What are some (but obviously not all) professional distractions? Almost anything that makes one feel insecure. A colleague, especially one that is junior, receiving an award. A colleague publishing more than you. Someone else's bad science in a field close to yours. Someone else getting a glamour pub for bad work. Learning that someone junior to you has twice the publications, three times the grant money and is ranked triathlete. Oh, and a patent that generates a lot of money.
Now, it's important to be able to distinguish between something that is professionally important versus something that is just a distraction. Sometimes when it feels like you've been scooped, you have to pay attention to the results because they impinge on your work. I'm not talking about those.

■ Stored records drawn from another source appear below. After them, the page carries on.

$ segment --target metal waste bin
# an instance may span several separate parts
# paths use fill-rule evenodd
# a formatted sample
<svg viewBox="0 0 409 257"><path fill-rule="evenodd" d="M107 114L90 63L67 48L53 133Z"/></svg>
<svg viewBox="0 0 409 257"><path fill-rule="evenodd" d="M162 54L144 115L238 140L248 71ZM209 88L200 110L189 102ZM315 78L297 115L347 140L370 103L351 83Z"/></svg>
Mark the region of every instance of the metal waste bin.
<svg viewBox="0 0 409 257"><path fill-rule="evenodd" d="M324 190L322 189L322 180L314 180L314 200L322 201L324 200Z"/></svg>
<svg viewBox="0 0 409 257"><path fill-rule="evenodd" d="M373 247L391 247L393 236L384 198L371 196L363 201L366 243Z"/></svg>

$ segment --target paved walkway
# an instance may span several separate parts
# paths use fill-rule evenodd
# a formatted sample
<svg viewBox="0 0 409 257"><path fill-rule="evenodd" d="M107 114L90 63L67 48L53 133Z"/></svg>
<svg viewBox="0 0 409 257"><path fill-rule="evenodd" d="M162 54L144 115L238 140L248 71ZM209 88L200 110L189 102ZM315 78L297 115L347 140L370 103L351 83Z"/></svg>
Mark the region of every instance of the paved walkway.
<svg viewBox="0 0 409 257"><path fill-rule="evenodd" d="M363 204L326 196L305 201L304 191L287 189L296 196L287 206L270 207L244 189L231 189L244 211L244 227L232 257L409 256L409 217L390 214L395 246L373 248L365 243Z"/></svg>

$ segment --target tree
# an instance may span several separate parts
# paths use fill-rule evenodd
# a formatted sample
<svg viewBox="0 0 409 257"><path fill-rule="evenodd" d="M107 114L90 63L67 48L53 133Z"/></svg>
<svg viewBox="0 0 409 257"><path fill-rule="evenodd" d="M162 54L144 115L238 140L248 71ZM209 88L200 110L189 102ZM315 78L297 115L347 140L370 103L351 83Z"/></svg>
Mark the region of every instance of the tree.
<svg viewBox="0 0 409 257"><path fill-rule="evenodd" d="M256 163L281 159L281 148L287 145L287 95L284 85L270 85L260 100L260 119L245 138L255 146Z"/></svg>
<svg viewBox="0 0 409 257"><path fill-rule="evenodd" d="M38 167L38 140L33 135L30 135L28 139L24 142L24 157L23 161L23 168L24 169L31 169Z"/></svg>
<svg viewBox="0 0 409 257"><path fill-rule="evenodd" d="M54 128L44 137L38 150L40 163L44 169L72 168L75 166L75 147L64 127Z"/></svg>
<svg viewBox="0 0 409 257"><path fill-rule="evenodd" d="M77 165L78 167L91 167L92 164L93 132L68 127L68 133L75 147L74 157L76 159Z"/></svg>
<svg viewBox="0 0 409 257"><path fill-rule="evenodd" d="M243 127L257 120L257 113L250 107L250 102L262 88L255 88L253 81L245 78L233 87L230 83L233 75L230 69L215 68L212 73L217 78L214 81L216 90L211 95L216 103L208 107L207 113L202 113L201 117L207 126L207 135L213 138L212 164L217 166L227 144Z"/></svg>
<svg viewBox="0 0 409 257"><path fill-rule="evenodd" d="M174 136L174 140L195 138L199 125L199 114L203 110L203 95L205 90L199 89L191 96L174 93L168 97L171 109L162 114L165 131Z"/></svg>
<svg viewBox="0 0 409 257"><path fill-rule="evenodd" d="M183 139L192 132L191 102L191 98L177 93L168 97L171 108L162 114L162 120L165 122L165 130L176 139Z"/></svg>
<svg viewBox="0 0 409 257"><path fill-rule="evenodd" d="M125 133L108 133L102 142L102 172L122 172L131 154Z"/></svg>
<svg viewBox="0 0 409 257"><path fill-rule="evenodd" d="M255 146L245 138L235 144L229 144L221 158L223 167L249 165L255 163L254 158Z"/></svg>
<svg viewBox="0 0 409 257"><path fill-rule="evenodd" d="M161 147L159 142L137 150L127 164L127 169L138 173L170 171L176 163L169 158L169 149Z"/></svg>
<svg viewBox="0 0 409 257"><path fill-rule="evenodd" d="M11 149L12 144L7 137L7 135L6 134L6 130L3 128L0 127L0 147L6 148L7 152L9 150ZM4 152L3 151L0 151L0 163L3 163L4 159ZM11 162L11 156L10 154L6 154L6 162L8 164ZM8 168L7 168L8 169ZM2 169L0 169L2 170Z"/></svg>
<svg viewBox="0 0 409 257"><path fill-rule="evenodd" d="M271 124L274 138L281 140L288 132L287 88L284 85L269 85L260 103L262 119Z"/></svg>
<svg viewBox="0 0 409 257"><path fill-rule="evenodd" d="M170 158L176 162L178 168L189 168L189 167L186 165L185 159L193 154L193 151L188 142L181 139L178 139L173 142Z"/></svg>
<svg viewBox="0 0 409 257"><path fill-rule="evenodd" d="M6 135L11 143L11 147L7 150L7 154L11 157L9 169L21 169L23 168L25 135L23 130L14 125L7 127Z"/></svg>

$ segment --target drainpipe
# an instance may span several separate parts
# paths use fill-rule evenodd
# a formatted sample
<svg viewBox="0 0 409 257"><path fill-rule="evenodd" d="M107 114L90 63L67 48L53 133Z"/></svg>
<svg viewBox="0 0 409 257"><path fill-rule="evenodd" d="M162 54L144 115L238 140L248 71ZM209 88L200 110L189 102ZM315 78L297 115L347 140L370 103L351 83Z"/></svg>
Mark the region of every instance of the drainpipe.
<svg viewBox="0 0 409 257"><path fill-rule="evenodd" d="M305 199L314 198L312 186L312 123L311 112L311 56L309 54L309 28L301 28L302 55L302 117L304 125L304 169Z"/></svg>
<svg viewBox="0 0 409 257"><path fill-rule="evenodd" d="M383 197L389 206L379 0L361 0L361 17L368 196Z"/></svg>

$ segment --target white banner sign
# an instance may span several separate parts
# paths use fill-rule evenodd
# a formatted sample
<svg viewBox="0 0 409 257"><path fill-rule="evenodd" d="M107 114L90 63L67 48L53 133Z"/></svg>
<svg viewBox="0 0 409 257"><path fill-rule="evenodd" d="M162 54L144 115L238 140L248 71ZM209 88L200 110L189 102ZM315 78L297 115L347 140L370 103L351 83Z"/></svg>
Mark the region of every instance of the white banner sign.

So a distraction rears its head. Take a deep breath. Another. And another. Remember that these distractions happen to everyone from grad student to greyhair. It's okay to go to that folder of good things that have happended to you.
One of the most important things is to stop and look at what's going on. Dispassionately. Dispassion is hard for me, as I've often been guided by Heinlein's bon mots: Excess in everything, moderation is for monks. But there are times for dispassion. There are times to not just step back, but to turn off those feelings. Look at what's going on. Ask yourself "what does this really mean?" Really. Mean. Understand that this is just something getting in the way of what you really want to do.
Not perceving what is going on can be most of the problem. And understanding what you are feeling (and it is a feeling, much of the time) gives you the space to get back to a better place in your head. Because its distraction, remember?